3) Sacred rule of poker: ONE PLAYER TO A HAND. Period. No exceptions for "after the fact."
4) Anthony brings up the existence of coaches in other sports. But for those sports, coaches are and have been an integral part of the game. The proper analogy to the WSOP Final Table is a chess tournament, where you absolutely CANNOT get up from the table to go consult with Viktor about whether your last move was the best one or not.
5) I concur with Anthony's panel that the winner/cheater should be allowed to keep his winnings and not be sanctioned. I would also never, ever sit at the same table with him or anyone else that had brought a cadre of assistant pros and a computer and kept ducking away from the table to consult with them. I think I can speak for 99.99% of all poker players when I say that they would never play under such conditions, either. It was brought up, I think by Blair, that you can't really sell the WSOP Final Table dream to an amateur if he realizes that should he make it there, he'll be up against a small army of pros and a computer in addition to his erstwhile opponents. Anthony's pretty goddamn lame excuse for that is that that's what differentiates the pro from the amateur--the pro takes advantage of every angle possible. (Though I can't see Doyle Brunson or Phil Hellmuth ever using a gang of assistants, let alone a gang with a computer bot.) Sorry, that dog don't hunt. The WSOP isn't a pros-only event. The whole Moneymaker shtick that fueled the poker boom is that any schlub could get lucky and win (and a few schlubs did). Now, it's going to be, right or wrong, "How could I possibly win now?"

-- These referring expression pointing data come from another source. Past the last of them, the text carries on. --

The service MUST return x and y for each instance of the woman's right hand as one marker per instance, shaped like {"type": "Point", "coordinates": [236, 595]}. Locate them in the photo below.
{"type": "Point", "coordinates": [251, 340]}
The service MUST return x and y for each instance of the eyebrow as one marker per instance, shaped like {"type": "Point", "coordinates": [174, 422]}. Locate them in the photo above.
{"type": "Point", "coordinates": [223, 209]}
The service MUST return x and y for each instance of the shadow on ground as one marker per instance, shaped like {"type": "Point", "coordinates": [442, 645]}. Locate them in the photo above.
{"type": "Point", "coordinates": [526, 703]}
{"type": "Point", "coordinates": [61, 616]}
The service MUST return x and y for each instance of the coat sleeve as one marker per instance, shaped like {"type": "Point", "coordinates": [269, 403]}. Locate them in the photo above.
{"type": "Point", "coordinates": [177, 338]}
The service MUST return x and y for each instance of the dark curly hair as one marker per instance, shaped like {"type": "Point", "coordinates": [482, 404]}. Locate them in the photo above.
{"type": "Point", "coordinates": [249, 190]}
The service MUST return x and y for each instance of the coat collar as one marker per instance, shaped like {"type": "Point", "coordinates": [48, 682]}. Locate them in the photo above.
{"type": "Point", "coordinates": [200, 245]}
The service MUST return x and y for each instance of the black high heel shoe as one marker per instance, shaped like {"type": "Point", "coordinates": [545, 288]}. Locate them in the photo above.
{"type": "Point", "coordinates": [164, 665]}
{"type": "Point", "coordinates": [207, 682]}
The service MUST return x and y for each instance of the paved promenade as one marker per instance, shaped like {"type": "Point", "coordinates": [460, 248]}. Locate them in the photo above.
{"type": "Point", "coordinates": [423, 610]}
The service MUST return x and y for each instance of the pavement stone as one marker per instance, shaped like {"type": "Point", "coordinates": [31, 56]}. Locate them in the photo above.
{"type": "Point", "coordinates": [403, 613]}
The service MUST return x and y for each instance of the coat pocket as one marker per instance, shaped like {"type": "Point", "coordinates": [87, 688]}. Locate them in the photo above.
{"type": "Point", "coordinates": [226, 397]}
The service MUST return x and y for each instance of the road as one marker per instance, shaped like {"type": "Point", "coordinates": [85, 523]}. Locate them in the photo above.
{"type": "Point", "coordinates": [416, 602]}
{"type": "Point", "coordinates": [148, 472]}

6) And by the way, what was his opponent expected to do while the winner/cheater was having his confabs? Sit there and scratch himself? Take a nap? It was at the very, very least, rude and disrespectful for the winner/cheater to duck away from the table after every hand. It shouldn't have been allowed--the dealer should have dealt him in, and he would have forfeited his blind if he wasn't seated. That would have stopped THAT in a hurry!